The DFM dilemma

Should a financial advisor use a Discretionary Fund Manager or not?


Over the past five years there has been unprecedented growth in the popularity and influence of Discretionary Fund Managers (DFMs) in South Africa. At last count, there were more than 40 DFMs up and running.

The surge in popularity has been driven by a range of factors, including:

  • The release of the first discussion paper on the Retail Distribution Review (RDR) which proposed increased scrutiny on an advisor’s investment process and the associated compliance requirements;
  • More platforms (LISPs) developing the capability to administer model portfolios and communicating that to advisors in the market; and
  • Fees dropping for DFM services to levels more palatable for advisors and their clients.

Why would an advisor outsource their investment process to a DFM?
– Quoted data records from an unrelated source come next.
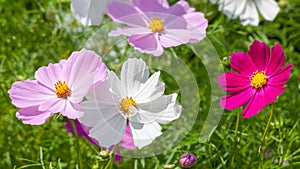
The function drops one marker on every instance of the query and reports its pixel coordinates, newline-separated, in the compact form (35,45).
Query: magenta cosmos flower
(58,87)
(187,160)
(258,80)
(154,25)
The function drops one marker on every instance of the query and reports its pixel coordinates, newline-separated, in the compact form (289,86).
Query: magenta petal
(127,140)
(29,93)
(127,14)
(31,115)
(281,76)
(235,100)
(276,61)
(271,92)
(233,82)
(146,43)
(260,54)
(242,63)
(255,104)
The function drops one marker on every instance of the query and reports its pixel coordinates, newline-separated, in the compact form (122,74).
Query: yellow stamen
(156,25)
(259,79)
(62,90)
(126,104)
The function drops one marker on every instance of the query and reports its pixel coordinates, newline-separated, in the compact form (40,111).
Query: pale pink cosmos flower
(154,25)
(58,87)
(258,80)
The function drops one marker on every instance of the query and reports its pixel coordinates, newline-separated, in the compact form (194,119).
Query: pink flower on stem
(154,25)
(58,87)
(258,80)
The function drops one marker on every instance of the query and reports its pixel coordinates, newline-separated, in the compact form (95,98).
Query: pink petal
(255,104)
(260,54)
(242,63)
(175,37)
(31,115)
(72,111)
(127,14)
(270,93)
(149,6)
(276,61)
(164,3)
(198,21)
(186,6)
(29,93)
(281,76)
(146,43)
(233,82)
(84,69)
(130,31)
(235,100)
(51,74)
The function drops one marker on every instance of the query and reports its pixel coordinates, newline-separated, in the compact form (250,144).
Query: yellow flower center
(126,104)
(156,25)
(62,90)
(259,79)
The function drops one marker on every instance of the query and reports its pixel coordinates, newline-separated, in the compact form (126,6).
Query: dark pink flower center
(156,25)
(62,90)
(259,79)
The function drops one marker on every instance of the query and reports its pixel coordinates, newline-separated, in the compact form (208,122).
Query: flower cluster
(108,110)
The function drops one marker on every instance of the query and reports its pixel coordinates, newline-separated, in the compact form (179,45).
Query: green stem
(235,136)
(237,127)
(77,143)
(268,124)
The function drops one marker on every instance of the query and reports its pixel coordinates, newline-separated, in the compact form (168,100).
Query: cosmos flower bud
(187,160)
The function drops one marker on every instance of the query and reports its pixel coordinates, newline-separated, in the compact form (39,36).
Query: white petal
(144,134)
(89,12)
(107,125)
(233,8)
(116,86)
(151,90)
(250,15)
(109,132)
(134,72)
(268,8)
(162,110)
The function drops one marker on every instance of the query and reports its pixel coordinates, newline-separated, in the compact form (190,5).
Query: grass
(36,33)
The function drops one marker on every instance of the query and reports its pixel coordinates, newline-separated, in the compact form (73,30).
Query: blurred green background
(34,33)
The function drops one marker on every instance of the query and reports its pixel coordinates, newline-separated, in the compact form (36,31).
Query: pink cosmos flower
(154,25)
(258,80)
(82,130)
(58,87)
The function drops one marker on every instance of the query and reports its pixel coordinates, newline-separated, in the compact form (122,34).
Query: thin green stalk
(235,136)
(77,143)
(268,124)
The key benefit of outsourcing the investment process is to introduce an additional level of investment expertise into an advisor’s process. A DFM would be expected to provide detailed fund manager research to enable appropriate fund selection, portfolio construction skills, the continuous monitoring of portfolios, and rebalancing of portfolios when needed. The aim is to deliver consistent investment outcomes for clients over time.

The right DFM has the potential to be a transformative, long-term business partner to an advisory business.
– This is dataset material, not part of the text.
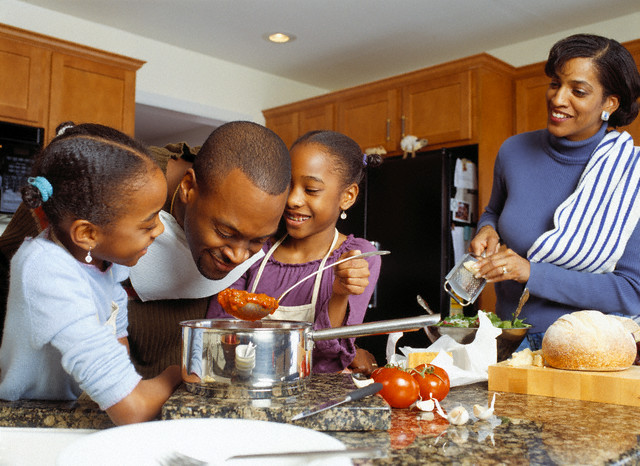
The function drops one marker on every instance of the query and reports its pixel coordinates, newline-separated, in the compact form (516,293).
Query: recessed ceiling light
(279,37)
Clearly, there are advisors who have the skills and experience to be able to implement their investment process themselves. However, another benefit of outsourcing this specialist requirement is that it allows the advisor to focus on building their core business and to have more time to service their clients.
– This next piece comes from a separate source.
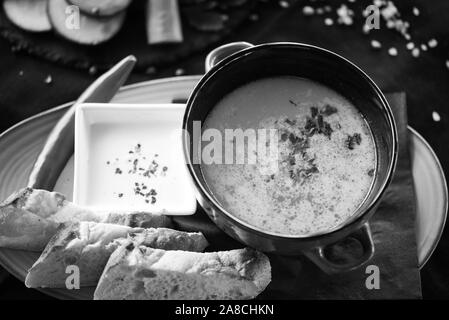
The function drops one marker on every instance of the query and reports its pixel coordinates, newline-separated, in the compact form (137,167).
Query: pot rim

A third benefit of outsourcing to a DFM is to provide administrative and implementation simplicity across the advisor’s business. The advisor has the ability to consistently and efficiently implement their investment advice across their client base by using a range of portfolios through a Discretionary Category II licence, either that of the DFM, or their own.

Ian Jones, CEO at Fundhouse

A fourth benefit of outsourcing to a DFM is one of governance and compliance. The DFM should be able to ensure that similar clients are treated consistently (and therefore reduce TCF concerns), that the advisor has a documented investment process, and that comprehensive due diligence is provided on the funds used.

The RDR discussion paper led to many claims that independent financial advisors (IFAs) would struggle to survive and thrive once RDR is implemented, and that IFAs would need to either sell their business to a corporate or outsource to a DFM.

We do not agree with that assertion. We believe that the majority of investment IFAs do not have to make material changes in their business to comply with RDR, and we do not believe that this should be the reason for using a DFM. It is an added benefit but should not be the key driver.

In summary, the services of a quality DFM can benefit a financial advisor in the following ways:

  • An evidence-based investment philosophy and process that aligns with the business’s advice framework
  • A sustainable investment range that is able to cater to different client needs
  • Consistently managed portfolio solutions across the client base
  • Access to a dedicated team of investment specialists
  • Consistent and cost-effective implementation across different investment platforms
  • Constant compliance with the various regulatory requirements.

All DFMs are not created equal

Advisors are clearly spoilt for choice given all the DFMs now operating in South Africa. However, because they are still a relatively new concept to many advisors, choosing a DFM can be overwhelming. The right DFM has the potential to be a transformative, long-term business partner to an advisory business.

We believe that the two most important factors that advisors need to consider when choosing a DFM are:

  • Understand the unique value proposition of the DFM given how different the various DFMs’ offerings are, and how this value proposition complements the advice process.
  • Make sure that there is a good culture and philosophy fit between the advisor and the DFM.

Meeting these considerations will decrease the probability of “buyer’s remorse” from an advisor who is getting something different from what they expected, and ensures that when differences of opinion emerge, there is common ground and respect between the parties to allow for a compromise that does not disadvantage the client.

Key factors to investigate when carrying out your due diligence on the DFM options include:

  • Whether the DFM is independent and how important independence is to the advisor.
  • The investment philosophy and performance history of the DFM.
  • The depth of the DFM’s global and local research capabilities.
  • Global and local portfolio construction capabilities.
  • The skill and relevant experience of the core investment team.
  • The DFMs back-office compatibility with the advisor’s current processes.
  • The scale of the business.
  • The fee structures.

In our opinion, DFMs do have an important role to play in helping advisors to professionalise and grow their businesses; ensure consistent investment outcomes; improve communication to clients and enable advisors to focus on their core role of giving comprehensive financial advice to clients.